In his presentation on the neuropsychological study of early schizophrenia, Liu made public the results of a follow-up study on the psychopathological progress of early schizophrenia-like disorders, a five-year project sponsored by the National Health Research Institute from 2006 to 2010.
Led by National Taiwan University professor emeritus of psychiatry Hwu Hai-gwo (胡海國), the project aimed to follow not only participants with first-episode psychosis (FEP) or ultra-high-risk (UHR) for psychosis, now also called attenuated psychosis syndrome (APS), but also those at intermediate risk and marginal risk of psychosis.
“It echoes a recent proposal that if you want to monitor the pathogenesis of schizophrenia, [you should] not only focus on the late prodromal state like APS,” but also the earlier stages, Liu said.
By conducting a combination of neuropsychological tests, besides the FEP group, putative pre-psychotic participants were categorized into a UHR group, intermediate risk group (IRG) and marginal risk group, with the UHR group divided into those who transitioned into full-blown psychosis during the follow-up (UHR positive) and those who did not (UHR negative).
A total of 318 participants, divided into five groups, including the four mentioned above and a control group, were given baseline assessments, Liu said.
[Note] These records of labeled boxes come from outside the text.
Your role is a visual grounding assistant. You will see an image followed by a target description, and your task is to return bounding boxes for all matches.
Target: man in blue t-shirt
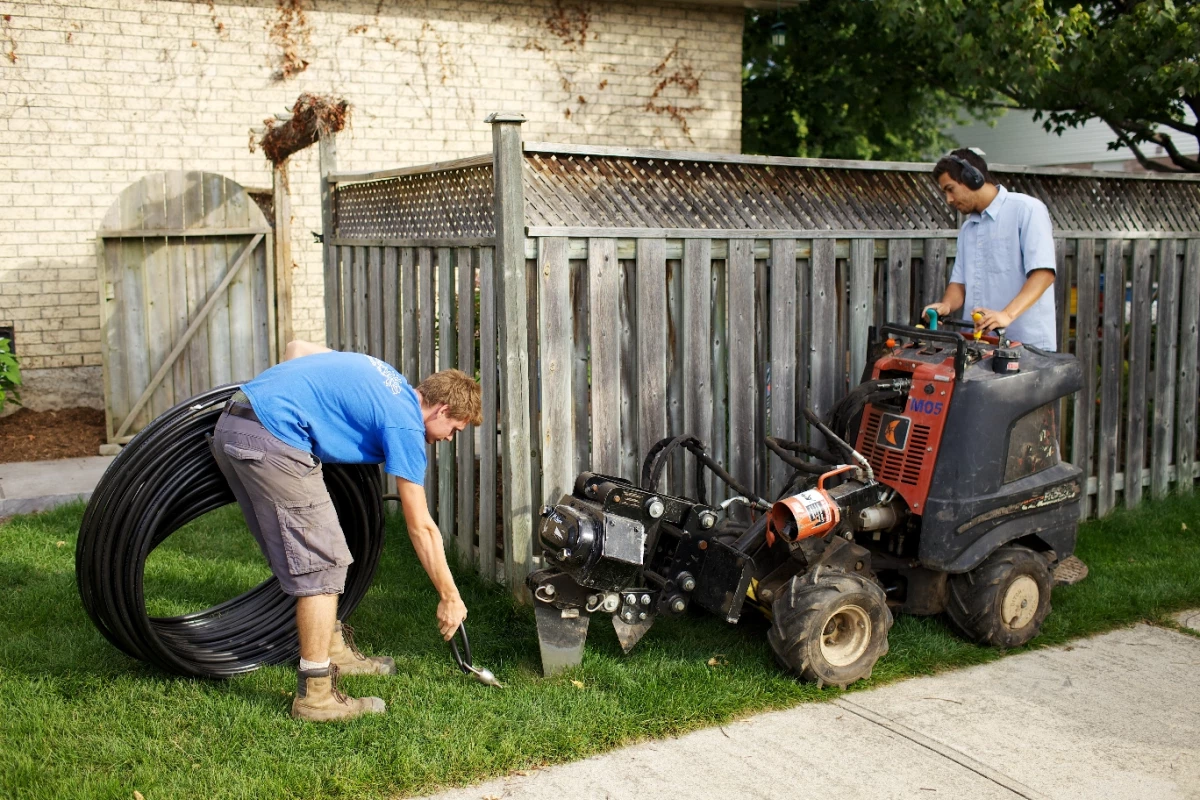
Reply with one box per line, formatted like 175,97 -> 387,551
212,342 -> 482,721
925,149 -> 1058,350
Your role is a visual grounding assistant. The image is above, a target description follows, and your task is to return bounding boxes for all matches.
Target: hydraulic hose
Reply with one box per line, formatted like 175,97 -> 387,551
76,385 -> 384,678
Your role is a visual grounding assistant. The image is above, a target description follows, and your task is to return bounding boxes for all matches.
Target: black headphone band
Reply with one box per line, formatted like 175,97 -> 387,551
947,154 -> 986,191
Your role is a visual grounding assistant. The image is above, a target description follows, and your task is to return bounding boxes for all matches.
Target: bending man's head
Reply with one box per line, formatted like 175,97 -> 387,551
416,369 -> 484,441
934,148 -> 996,213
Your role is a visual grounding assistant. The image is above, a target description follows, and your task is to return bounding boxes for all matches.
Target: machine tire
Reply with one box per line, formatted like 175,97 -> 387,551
946,545 -> 1051,648
767,566 -> 892,688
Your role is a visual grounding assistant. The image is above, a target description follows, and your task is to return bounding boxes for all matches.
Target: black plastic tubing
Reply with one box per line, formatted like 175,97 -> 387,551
76,385 -> 384,678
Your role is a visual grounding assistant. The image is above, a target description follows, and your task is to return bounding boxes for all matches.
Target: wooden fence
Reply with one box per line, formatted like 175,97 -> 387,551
324,118 -> 1200,595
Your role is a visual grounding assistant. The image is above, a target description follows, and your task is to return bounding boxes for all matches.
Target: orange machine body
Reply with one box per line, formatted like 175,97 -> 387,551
854,344 -> 955,515
767,467 -> 857,546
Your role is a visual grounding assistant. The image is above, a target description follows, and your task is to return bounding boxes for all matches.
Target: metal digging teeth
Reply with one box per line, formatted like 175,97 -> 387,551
1054,555 -> 1087,587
Liu said that although it was expected that there would be a gradient in the wellbeing of neurocognitive function among the groups, the result “was not so clear.”
The FEP, UHR and IRG groups all manifested verbal memory and processing speed deficits.
“Even [the participants who had been categorized to be at] a very early stage, the MR stage … showed some cognitive declines,” Liu said.
And while the FEP group performed worse among the clinical subjects, in terms of the test results, “the difference among the other three groups was not so significant,” Liu added.
“In some indicators, the UHR negative performed even worse than the UHR positive,” Liu added. “The baseline neurocognitive function of UHR subjects [thus] provided limited evidence to differentiate those who converted to FEP from those who did not later on.”
“And this is why we need to dig into other biomarkers,” such as the underlying neural mechanism causing the emergence of psychosis, “to get stronger predictors,” Liu said.